Not a pro by any means but I agree with the comment about using split rings, makes swapping out the trebles WAY easier, put em on my gotchas, mirrorlures, cranks, etc. I just use an old hook to open up the split ring and get the old treble out...I use the VMC saltwater trebles...not the sharpest but way cheap and decently sharp enough saltwater grade hooks. Way less of your own blood spilt this way.


----------



## JAM (Jul 22, 2002)

*I would think adding split rings*

Would affect how the lure swims and tracks.. I'll give it a try.. JAM


----------



## Jesse Lockowitz (Feb 13, 2006)

JAM said:


> Would affect how the lure swims and tracks.. I'll give it a try.. JAM


Definitely effect the mirro if splits are added.
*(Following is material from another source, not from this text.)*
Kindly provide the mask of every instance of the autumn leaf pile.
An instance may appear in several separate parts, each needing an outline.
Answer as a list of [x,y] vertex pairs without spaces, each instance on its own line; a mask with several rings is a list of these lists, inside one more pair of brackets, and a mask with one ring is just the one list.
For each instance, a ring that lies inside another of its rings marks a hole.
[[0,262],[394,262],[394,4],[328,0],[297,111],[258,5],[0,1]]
They don't sit on the bottom the same when paused.


----------



## speckhunter80 (Oct 3, 2011)

JAM said:


> Would affect how the lure swims and tracks.. I'll give it a try.. JAM


Not that I have seen and I find that I am able to land at least 50% more of the trout especially those caught in a current or surf.


----------



## speckhunter80 (Oct 3, 2011)

Jesse Lockowitz said:


> Definitely effect the mirro if splits are added. They don't sit on the bottom the same when paused.


Never had the desire to have a Mirrolure to sit on the bottom.


----------



## greg12345 (Jan 8, 2007)

have seen a touron dead sticking a mirrolure before, hope he wasn't using split rings. from what i can tell it doesn't affect how my lures swim when i add split rings.


----------



## drumchaser (Jan 14, 2003)

Do y'all switch the trebles out for regular hooks in this "environmentally correct" day of time?


----------



## speckhunter80 (Oct 3, 2011)

NOPE...if need be you can crimp the barbs.


----------



## drumrun (Dec 5, 2007)

drumrun said:


> I miss the old Mr Wiffle tails. Alwaus had confidence with those grubs.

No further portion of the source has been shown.